Kehadiran bulan suci Ramadhan selalu diapresiasi sedemikian rupa oleh banyak pihak, termasuk pemerintah. Pemerintah biasanya cukup serius memperhitungkan ketersediaan kebutuhan pangan selama Ramadhan hingga Idul Fitri
Delima Sari Lubis, MA
Kehadiran bulan suci Ramadhan selalu diapresiasi sedemikian rupa oleh banyak pihak, termasuk pemerintah. Pemerintah biasanya cukup serius memperhitungkan ketersediaan kebutuhan pangan selama Ramadhan hingga Idul Fitri. Kebijakan ini sesungguhnya tidaklah salah, karena pemerintah memang harus bertanggungjawab agar rakyatnya tidak kelaparan. Disatu sisi kebijakan yang dilakukan pemerintah ini menurut hemat penulis, merupakan suatu kehormatan bagi umat Islam. Namun disisi lain ada aspek yang perlu dipertanyakan. Mengapa kebutuhan konsumsi umat pada bulan Ramadhan justru semakin meningkat? Mengapa diperlukan kebijakan ekonomi secara khusus untuk menghadapi Ramadhan? Adakah yang salah dari pelaksanaan puasa yang kita umat muslim lakukan?

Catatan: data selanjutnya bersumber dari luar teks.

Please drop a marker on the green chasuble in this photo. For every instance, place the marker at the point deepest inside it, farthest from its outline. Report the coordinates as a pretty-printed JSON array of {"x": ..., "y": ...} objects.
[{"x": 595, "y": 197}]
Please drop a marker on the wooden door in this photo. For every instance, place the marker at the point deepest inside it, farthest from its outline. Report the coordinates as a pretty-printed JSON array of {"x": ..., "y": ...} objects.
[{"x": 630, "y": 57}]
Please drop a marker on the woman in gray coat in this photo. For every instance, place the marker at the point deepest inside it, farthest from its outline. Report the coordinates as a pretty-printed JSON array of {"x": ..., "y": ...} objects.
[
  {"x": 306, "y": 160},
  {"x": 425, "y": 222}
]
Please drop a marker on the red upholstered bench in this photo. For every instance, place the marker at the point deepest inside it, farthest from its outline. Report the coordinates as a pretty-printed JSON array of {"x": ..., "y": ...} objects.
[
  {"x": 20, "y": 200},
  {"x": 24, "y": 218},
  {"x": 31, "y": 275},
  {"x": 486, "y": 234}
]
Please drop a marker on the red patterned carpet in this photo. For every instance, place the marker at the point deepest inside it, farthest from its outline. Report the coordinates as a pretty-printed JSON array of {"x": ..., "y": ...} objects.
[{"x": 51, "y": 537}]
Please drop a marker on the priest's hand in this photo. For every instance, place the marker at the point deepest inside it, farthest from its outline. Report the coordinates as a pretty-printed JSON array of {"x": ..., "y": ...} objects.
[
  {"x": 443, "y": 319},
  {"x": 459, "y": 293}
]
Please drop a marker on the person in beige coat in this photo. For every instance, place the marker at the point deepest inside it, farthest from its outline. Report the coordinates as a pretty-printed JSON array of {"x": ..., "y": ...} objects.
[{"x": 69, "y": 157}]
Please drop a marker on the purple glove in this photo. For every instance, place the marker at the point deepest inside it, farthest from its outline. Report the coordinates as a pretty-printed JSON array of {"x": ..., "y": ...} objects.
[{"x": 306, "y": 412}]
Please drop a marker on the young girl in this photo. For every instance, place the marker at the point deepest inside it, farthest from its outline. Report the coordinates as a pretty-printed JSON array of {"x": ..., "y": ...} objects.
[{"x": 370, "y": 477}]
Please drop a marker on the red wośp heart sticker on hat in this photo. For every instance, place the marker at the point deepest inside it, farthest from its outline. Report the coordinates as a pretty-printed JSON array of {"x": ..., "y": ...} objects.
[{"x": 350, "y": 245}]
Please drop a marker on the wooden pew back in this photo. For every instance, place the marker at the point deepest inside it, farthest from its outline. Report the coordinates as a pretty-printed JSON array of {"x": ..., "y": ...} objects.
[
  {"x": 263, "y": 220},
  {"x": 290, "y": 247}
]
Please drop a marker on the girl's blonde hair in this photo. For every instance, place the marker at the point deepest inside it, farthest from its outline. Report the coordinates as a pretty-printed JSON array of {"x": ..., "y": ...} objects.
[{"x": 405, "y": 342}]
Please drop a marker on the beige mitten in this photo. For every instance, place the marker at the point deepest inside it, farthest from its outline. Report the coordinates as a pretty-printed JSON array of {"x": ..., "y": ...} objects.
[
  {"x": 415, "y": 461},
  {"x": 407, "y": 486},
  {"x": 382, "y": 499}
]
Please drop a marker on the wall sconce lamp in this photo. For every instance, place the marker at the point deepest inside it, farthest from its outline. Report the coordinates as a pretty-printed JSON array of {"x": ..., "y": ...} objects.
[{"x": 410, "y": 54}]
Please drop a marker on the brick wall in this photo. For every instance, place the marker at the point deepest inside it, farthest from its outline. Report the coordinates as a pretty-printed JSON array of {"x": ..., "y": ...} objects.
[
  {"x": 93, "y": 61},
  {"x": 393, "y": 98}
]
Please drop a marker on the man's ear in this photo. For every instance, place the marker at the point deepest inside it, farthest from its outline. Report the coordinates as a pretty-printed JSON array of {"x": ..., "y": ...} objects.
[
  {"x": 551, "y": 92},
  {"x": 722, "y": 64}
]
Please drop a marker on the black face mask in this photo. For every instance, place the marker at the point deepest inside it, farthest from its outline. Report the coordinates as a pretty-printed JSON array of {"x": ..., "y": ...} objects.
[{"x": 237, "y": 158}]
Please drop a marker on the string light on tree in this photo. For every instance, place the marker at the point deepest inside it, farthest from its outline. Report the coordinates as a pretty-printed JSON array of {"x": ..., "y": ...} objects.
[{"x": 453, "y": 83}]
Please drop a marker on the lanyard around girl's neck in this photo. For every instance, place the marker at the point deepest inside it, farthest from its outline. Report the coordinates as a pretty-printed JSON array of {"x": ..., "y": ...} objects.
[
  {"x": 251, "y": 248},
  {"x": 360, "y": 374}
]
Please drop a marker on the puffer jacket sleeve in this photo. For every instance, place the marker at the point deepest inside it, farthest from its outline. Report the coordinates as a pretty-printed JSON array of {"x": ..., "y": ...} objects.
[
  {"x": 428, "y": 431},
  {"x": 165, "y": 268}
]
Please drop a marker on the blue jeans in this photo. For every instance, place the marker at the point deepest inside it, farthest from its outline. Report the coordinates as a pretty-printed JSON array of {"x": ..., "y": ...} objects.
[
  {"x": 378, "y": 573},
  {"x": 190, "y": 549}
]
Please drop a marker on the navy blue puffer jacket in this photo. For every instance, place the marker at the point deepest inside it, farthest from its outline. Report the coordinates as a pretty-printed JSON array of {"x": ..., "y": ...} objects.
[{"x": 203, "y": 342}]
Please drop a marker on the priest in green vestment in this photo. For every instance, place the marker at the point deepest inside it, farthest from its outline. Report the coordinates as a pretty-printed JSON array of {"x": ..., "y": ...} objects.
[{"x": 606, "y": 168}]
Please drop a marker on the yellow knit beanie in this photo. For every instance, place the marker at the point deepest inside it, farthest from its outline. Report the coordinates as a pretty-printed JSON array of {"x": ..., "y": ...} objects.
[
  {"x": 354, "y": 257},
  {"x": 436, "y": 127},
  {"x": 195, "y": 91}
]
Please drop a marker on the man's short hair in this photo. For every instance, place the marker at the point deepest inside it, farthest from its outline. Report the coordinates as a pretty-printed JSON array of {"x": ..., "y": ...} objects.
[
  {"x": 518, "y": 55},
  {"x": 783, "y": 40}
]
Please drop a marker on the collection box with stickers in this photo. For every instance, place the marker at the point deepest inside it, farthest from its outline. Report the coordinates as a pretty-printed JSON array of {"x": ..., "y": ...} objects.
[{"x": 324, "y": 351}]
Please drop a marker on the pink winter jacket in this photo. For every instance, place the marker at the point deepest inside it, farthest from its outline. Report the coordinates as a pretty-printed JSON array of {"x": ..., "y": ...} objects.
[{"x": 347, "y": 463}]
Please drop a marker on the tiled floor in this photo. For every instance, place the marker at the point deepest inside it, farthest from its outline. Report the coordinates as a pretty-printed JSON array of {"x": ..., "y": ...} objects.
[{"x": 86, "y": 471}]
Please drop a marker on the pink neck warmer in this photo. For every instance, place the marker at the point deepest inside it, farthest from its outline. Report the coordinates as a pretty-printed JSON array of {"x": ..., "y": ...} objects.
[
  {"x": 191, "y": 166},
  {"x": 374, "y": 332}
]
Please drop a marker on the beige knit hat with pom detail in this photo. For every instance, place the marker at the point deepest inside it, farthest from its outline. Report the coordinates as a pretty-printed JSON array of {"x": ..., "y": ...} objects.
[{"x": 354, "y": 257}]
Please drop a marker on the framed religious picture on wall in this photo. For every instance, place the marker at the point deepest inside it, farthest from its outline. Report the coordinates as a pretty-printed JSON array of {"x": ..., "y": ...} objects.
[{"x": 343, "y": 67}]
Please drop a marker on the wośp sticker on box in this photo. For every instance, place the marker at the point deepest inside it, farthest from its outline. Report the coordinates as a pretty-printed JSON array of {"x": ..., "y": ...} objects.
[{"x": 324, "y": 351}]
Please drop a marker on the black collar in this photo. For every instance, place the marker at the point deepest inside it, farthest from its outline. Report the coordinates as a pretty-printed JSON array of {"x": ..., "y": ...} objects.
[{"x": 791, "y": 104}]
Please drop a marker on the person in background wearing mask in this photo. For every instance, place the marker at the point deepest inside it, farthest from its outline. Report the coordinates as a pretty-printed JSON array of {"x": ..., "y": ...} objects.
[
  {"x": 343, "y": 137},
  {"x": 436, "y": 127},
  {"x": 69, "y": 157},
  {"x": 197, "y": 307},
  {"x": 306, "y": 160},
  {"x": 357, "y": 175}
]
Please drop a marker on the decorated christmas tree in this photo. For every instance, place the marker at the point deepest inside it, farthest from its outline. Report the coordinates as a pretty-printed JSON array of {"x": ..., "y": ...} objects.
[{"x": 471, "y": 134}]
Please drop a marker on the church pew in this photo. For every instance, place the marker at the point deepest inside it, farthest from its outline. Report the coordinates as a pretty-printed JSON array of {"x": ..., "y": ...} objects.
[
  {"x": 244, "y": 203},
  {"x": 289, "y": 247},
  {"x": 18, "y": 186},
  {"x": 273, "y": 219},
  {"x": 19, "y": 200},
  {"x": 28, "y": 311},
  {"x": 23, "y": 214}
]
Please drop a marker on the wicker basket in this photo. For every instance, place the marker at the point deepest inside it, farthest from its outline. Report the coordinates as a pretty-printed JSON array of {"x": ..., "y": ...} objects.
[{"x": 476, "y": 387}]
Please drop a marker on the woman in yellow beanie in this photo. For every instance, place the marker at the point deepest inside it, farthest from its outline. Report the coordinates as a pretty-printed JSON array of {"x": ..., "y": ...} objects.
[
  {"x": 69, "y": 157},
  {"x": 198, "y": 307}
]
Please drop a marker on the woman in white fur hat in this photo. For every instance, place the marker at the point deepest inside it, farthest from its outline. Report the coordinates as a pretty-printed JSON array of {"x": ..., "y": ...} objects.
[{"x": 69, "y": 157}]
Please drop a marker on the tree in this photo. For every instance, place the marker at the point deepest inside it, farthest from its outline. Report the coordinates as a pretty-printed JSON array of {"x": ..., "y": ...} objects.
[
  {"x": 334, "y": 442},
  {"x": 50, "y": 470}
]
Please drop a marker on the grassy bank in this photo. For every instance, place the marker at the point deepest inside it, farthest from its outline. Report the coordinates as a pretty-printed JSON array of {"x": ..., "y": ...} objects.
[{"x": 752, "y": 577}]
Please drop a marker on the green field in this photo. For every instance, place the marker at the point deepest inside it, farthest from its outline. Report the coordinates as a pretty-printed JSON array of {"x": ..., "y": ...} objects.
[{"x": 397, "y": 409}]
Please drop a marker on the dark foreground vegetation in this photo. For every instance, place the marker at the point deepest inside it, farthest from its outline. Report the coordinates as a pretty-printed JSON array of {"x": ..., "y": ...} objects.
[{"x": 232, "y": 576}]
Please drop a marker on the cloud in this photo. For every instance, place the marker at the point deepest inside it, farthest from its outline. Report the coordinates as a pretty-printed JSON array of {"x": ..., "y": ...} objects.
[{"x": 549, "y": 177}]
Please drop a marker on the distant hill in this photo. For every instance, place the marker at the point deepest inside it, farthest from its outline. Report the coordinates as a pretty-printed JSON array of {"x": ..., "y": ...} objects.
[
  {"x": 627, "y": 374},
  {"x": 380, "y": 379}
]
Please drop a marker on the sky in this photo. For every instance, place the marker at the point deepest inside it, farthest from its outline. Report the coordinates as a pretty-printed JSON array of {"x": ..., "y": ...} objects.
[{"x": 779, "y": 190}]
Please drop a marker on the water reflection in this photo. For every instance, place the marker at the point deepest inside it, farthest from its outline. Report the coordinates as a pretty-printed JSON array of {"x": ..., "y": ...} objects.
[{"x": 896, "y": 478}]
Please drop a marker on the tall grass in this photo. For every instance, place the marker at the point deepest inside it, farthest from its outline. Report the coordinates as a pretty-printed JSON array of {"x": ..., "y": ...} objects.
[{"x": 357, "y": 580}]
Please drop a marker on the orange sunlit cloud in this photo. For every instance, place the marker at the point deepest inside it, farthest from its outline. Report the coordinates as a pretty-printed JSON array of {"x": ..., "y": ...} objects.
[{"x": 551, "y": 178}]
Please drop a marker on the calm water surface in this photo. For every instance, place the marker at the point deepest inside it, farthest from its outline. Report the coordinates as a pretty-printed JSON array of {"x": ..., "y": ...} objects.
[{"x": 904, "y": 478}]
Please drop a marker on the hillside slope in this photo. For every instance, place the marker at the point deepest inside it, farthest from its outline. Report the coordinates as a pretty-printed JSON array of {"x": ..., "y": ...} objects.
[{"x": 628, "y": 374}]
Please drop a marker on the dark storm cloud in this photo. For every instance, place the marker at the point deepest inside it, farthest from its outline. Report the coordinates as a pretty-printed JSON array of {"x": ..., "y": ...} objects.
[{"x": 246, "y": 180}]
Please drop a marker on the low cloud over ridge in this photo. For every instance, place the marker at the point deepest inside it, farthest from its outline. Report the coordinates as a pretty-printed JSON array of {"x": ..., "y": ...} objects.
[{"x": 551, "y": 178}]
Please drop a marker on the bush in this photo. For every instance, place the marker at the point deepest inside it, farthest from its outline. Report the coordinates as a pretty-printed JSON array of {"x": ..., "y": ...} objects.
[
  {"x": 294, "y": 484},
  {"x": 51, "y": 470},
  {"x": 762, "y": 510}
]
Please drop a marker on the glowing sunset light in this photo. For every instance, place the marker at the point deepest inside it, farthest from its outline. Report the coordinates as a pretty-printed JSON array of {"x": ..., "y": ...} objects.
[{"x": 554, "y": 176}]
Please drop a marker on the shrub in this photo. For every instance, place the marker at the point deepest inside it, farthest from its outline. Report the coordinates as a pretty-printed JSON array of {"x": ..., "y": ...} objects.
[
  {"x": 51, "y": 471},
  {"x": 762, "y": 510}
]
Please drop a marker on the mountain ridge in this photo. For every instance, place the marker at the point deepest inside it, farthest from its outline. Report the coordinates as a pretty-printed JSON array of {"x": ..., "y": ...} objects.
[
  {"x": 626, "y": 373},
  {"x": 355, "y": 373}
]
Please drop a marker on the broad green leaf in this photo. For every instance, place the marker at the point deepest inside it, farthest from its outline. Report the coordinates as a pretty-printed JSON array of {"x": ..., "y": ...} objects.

Fenomena bulan Ramadhan yang semestinya mengurangi kuantitas konsumsi, justru menyajikan fakta yang sebaliknya. Dimana secara umum, tingkat konsumsi masyarakat muslim cenderung lebih tinggi dibandingkan bulan lain. Tidak bisa dipungkiri bahwa faktor utama peningkatan ini berawal dari anggaran untuk belanja sahur dan berbuka semakin tinggi. Banyak yang beralasan, jika sajian saat berbuka dan sahur harus istimewa. Sebagai ganti atas jerih payah menahan lapar dan dahaga. Dalam bahasa sederhana, disaat berbuka dijadikan ajang untuk “balas dendam”. Sikap seperti ini masih berlaku di sebahagian besar keluarga muslim. Sehingga secara tidak langsung akan berimbas pada peningkatan kebutuhan untuk memenuhi selera konsumtif. Padahal makan seyogianya merupakan kebutuhan untuk hidup, bukan menjadi gaya hidup.